3. Inverse...each element of the set can have a distinct inverse element..regardless of whether this element is a part of the set or not.

if it is combined with that element which is in the set under the same operation as above (*) and it gives the identity, then this is set has the inverse property for that operation. But only if the inverse element is a part of the set.

x is any real number
Inverse propert of real numbers = x + -x = 0
Identity property of addition in real numbers = 0 + x = x

So it also possible for a set to have an identity property, but no inverse..

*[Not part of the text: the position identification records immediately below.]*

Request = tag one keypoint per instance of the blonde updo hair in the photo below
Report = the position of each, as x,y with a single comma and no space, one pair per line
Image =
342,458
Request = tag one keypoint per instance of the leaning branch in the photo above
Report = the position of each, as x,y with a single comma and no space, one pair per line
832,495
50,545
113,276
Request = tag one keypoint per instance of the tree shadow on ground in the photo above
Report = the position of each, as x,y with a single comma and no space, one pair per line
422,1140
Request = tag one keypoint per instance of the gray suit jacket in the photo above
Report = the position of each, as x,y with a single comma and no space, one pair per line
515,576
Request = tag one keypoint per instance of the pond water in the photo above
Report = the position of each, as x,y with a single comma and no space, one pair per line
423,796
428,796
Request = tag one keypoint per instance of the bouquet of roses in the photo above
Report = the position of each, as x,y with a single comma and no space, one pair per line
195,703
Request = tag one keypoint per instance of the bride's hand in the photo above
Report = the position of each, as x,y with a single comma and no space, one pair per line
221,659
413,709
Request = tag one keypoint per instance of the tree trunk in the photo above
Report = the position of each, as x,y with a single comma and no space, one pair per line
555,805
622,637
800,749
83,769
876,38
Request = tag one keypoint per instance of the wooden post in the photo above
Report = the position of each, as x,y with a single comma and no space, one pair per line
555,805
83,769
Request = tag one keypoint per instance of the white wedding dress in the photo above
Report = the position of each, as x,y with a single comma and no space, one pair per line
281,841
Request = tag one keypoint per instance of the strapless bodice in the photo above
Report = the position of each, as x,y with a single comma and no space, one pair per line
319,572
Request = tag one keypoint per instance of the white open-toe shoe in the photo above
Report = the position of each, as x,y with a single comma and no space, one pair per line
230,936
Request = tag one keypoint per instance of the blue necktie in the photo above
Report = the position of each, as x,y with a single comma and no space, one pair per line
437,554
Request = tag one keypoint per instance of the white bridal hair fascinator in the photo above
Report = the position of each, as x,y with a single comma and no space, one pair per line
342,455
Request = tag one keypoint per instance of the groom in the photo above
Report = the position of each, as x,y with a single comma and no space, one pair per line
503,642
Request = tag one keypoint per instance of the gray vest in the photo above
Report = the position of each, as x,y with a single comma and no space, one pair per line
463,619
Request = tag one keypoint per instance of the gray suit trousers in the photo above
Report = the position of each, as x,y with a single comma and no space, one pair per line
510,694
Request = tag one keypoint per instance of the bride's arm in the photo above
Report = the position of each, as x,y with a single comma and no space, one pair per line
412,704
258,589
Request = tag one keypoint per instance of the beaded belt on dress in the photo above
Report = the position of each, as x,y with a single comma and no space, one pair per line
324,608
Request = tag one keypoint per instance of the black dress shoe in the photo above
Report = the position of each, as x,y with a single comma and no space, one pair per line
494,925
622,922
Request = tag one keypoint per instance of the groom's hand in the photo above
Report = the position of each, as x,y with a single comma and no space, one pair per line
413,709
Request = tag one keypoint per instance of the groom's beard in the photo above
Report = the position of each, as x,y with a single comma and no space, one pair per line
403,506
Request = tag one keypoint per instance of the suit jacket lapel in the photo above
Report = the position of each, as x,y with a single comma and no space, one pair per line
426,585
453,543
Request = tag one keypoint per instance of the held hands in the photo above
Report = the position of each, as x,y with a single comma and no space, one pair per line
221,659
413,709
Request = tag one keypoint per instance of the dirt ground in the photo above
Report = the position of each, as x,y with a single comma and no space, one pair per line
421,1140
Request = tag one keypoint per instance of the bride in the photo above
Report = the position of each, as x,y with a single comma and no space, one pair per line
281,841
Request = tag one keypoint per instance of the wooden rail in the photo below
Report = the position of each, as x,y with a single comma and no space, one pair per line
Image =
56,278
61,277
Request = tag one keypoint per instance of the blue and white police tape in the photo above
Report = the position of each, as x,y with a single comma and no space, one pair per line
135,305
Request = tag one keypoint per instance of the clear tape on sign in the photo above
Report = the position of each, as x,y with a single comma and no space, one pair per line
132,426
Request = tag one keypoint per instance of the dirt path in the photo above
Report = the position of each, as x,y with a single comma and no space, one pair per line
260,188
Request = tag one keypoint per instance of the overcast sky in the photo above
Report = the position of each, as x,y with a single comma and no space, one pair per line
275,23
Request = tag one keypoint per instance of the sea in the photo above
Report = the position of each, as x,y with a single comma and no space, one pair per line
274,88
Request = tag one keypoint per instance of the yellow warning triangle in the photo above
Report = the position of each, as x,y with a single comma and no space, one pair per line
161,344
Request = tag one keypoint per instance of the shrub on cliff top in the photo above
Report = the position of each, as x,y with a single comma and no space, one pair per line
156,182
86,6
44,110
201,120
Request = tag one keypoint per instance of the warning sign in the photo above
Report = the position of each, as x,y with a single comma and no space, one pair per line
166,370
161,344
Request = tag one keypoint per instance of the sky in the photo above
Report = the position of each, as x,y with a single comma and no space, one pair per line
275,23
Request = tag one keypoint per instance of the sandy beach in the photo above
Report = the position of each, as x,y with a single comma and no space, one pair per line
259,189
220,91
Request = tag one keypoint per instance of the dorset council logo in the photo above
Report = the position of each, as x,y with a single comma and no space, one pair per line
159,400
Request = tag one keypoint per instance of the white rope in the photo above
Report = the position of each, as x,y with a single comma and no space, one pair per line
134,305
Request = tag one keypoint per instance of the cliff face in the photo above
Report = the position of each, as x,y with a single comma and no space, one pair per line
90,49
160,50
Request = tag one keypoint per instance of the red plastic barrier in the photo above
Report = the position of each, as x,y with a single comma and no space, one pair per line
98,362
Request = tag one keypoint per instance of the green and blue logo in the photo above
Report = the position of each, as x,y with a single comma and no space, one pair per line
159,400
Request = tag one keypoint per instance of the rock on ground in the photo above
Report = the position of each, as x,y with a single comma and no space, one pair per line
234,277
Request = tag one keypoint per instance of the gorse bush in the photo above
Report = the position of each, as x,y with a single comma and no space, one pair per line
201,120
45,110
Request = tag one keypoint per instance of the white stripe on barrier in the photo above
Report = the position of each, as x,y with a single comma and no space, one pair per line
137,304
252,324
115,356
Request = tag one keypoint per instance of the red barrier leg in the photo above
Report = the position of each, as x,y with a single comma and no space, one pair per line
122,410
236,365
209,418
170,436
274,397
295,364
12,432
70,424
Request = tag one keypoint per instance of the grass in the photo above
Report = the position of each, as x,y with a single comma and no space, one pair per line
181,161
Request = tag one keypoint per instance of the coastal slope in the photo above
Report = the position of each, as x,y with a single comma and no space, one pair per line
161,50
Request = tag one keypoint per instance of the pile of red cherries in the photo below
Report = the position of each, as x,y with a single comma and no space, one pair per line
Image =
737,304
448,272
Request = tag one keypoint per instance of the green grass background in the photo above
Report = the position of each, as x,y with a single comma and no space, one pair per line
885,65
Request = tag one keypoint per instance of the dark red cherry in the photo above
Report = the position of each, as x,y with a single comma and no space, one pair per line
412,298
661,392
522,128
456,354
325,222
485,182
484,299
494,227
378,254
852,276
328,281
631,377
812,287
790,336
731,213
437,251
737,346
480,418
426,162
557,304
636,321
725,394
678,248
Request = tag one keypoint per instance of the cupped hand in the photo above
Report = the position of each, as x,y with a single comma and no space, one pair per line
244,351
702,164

as for the set of all positive numbers and 0..there exists an identity property under addition, but NO INVERSE as negative numbers are not part of the set.

Last edited: Feb 7, 2016
16. Feb 7, 2016

### Staff: Mentor

What are A*A, B*B, C*A, A#A and so on? You have to specify the result of all possible combinations.
To have A as identity element, you would need A*C=C.

17. Feb 7, 2016

### Kilo Vectors

Hello Sir, those are just general operations..or supposed to represent that..

18. Feb 7, 2016

### Staff: Mentor

The set of natural numbers including 0 has no inverse for addition.
The set of all (e.g. real) matrices has no inverse elements for multiplication for all of its elements.

19. Feb 7, 2016

### Kilo Vectors

yes sir, unfortunately I haven't covered matrices yet..I will reply to your posts above as soon as I can understand them well enough. Thank you for your answers though, they have helped me understand..I will update my notes..btw can you recommend any good book for a beginner?

20. Feb 7, 2016

### Staff: Mentor

Yes, but they are not fully specified yet. In particular, not sufficiently to study the properties you want to study.
It has to be a part of the set, otherwise not even the operation is defined.

You don't need matrices, all those things can be studied with sets like {A,B,C,D}.